On discute beaucoup la question de savoir si la généralisation des machines intelligentes ne va pas mettre au chômage des centaines de millions de travailleurs. Même s’il se créera de nouveaux emplois pour produire ces machines, les entretenir et les régler, il est probable qu’il en ira ainsi, et ce serait une formidable occasion de réduire le temps de travail pour tous si ce n’était contraire à la logique du système capitaliste. Mais la question que nous voulons souligner n’est pas là.
L’autre grande facette du travail humain, à côté de l’usage de l’outil (au sens le plus large du terme) est la coopération. Marx l’a particulièrement analysée à peu près en ces termes. Il y a une forme de coopération « objective » qui correspond à une division des tâches, que le machinisme peut parfaitement suppléer (cela devient une « chaîne » d’opérations ou de machines, qui fonctionnent selon un dispositif préétabli - aujourd’hui un programme informatique), mais aussi une coopération « subjective », qui se traduit, par des phénomènes comme l’émulation, l’information mutuelle, l’apprentissage mutuel, et d’autres choses encore comme l’ambiance de travail (pause  café comprise). Le management le sait bien, qui essaie de les exploiter, tout en les réduisant au maximum, de peur des effets d’insubordination qu’ils peuvent produire. Or de ces formes de coopération intersubjective les machines intelligentes sont incapables, car ces formes sont constituées et constitutives de liens interhumains. On verra tout-à-l’heure comment on tente de copier de tels liens, et avec quel succès…
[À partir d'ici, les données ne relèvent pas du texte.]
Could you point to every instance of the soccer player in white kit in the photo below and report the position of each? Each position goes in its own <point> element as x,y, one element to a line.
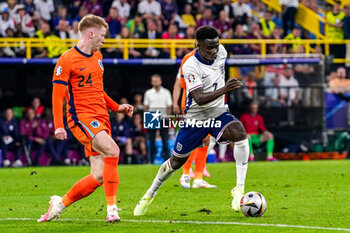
<point>204,74</point>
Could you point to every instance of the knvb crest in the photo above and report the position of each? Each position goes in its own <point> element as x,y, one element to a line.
<point>151,120</point>
<point>95,124</point>
<point>101,65</point>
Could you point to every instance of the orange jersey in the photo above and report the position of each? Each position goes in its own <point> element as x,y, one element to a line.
<point>82,74</point>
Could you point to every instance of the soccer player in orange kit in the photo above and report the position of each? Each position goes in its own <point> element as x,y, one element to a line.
<point>78,78</point>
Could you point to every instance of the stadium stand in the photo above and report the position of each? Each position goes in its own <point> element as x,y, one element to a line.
<point>41,30</point>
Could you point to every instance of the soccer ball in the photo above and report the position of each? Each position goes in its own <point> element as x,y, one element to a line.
<point>253,204</point>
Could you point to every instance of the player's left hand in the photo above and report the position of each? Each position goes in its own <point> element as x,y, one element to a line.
<point>127,109</point>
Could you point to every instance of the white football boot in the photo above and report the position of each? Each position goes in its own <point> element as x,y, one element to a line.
<point>112,214</point>
<point>143,205</point>
<point>237,193</point>
<point>200,183</point>
<point>55,209</point>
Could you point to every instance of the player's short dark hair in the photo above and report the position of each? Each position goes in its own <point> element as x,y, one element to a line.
<point>206,32</point>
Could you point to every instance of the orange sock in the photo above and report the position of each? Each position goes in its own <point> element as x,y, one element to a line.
<point>111,179</point>
<point>81,189</point>
<point>199,162</point>
<point>187,166</point>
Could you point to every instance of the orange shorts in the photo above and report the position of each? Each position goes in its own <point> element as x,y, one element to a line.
<point>86,129</point>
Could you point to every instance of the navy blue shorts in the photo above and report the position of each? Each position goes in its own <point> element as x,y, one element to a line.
<point>191,137</point>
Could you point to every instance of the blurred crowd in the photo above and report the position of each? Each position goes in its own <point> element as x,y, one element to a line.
<point>168,19</point>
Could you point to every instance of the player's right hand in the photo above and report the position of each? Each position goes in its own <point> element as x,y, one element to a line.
<point>61,134</point>
<point>233,84</point>
<point>176,109</point>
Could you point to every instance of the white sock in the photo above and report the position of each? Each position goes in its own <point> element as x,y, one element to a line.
<point>164,172</point>
<point>241,153</point>
<point>212,143</point>
<point>222,150</point>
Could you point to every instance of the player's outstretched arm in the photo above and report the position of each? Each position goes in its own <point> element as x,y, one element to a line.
<point>127,109</point>
<point>203,98</point>
<point>176,96</point>
<point>113,106</point>
<point>58,94</point>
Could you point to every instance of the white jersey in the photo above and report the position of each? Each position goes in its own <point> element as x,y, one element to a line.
<point>198,73</point>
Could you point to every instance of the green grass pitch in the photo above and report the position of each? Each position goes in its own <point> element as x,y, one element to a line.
<point>314,194</point>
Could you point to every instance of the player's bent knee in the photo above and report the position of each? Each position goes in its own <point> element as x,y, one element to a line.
<point>270,136</point>
<point>98,176</point>
<point>242,143</point>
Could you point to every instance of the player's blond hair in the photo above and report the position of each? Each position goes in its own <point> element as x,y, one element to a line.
<point>91,21</point>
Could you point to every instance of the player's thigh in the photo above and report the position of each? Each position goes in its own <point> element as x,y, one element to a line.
<point>188,139</point>
<point>97,164</point>
<point>256,139</point>
<point>105,145</point>
<point>230,129</point>
<point>266,136</point>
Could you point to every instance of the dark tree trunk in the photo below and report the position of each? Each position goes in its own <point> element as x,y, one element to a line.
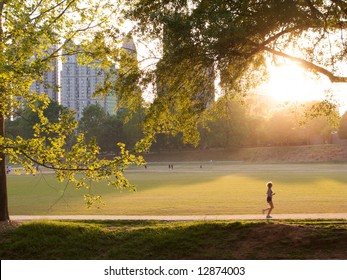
<point>4,215</point>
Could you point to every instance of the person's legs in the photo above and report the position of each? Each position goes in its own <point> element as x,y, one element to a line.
<point>270,209</point>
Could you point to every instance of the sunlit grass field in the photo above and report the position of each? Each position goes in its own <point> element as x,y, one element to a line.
<point>209,188</point>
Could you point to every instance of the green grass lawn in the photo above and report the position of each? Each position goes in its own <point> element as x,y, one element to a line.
<point>216,188</point>
<point>155,240</point>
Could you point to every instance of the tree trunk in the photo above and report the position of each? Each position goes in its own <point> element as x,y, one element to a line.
<point>4,215</point>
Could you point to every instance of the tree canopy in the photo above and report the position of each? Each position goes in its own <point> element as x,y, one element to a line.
<point>32,35</point>
<point>234,40</point>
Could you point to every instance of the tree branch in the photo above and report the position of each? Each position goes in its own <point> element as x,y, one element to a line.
<point>309,65</point>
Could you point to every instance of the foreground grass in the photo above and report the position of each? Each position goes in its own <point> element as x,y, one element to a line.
<point>218,188</point>
<point>130,240</point>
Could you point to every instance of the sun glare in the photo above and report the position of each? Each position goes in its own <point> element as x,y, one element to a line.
<point>290,82</point>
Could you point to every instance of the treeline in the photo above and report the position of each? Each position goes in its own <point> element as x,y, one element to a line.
<point>227,124</point>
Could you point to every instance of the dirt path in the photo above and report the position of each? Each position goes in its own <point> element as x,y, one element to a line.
<point>186,218</point>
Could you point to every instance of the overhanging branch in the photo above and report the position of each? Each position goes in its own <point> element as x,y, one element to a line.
<point>309,65</point>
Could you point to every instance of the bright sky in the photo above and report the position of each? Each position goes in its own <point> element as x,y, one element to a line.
<point>290,82</point>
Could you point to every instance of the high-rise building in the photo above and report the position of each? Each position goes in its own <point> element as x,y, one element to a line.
<point>49,83</point>
<point>79,83</point>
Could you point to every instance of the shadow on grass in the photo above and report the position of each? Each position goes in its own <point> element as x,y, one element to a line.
<point>132,240</point>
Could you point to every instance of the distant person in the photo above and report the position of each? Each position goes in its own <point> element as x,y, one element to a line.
<point>269,195</point>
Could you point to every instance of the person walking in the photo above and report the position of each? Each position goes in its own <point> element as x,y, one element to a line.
<point>269,195</point>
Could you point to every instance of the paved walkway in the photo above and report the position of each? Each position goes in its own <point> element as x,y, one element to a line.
<point>185,218</point>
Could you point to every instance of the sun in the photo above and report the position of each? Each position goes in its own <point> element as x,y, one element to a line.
<point>290,82</point>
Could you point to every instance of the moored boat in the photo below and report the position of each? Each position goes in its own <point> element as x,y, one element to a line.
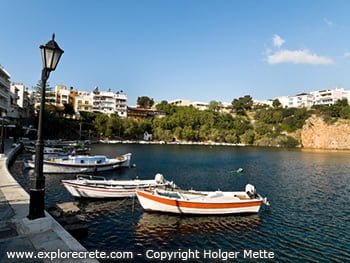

Pourquoi les machines intelligentes sont incapables d’inventer

On l’a dit cent fois, ces machines ne savent résoudre que les problèmes pour la solution desquels elles sont programmées. Elles ne « pensent pas ». Mais pourquoi donc ? Une raison très simple et très souvent oubliée en est qu’elles ne peuvent se détacher de leur mémoire pour aller voir ailleurs, dans des zones inconnues ou inexplorées. Une grande faculté humaine, ce que Nietzsche avait bien vu, est la faculté d’oubli. Les machines artificielles n’oublient jamais et n’oublient rien. Quand nous oublions, cela ne veut pas dire que nous ne souvenons de rien, mais que nous n’avons conservé que des traces, qu’on pourra éventuellement retrouver et à partir desquelles on pourra reconstituer tout ou partie de ce que nous avons oublié, ceci dit en restant pour le moment au niveau de ce qu’on pourra appeler le préconscient. Or il faut bien oublier pour désencombrer des régions de notre cortex et ainsi aller vers d’autres régions, de nouvelles connexions. C’est ce que les philosophes appelaient l’imagination, et c’est elle qui nous permet d’inventer, souvent à l’improviste, et parfois, comme certains exemples célèbres l’ont montré, dans un état flottant, voire pendant un rêve, quand il ne dissipe par complètement au réveil.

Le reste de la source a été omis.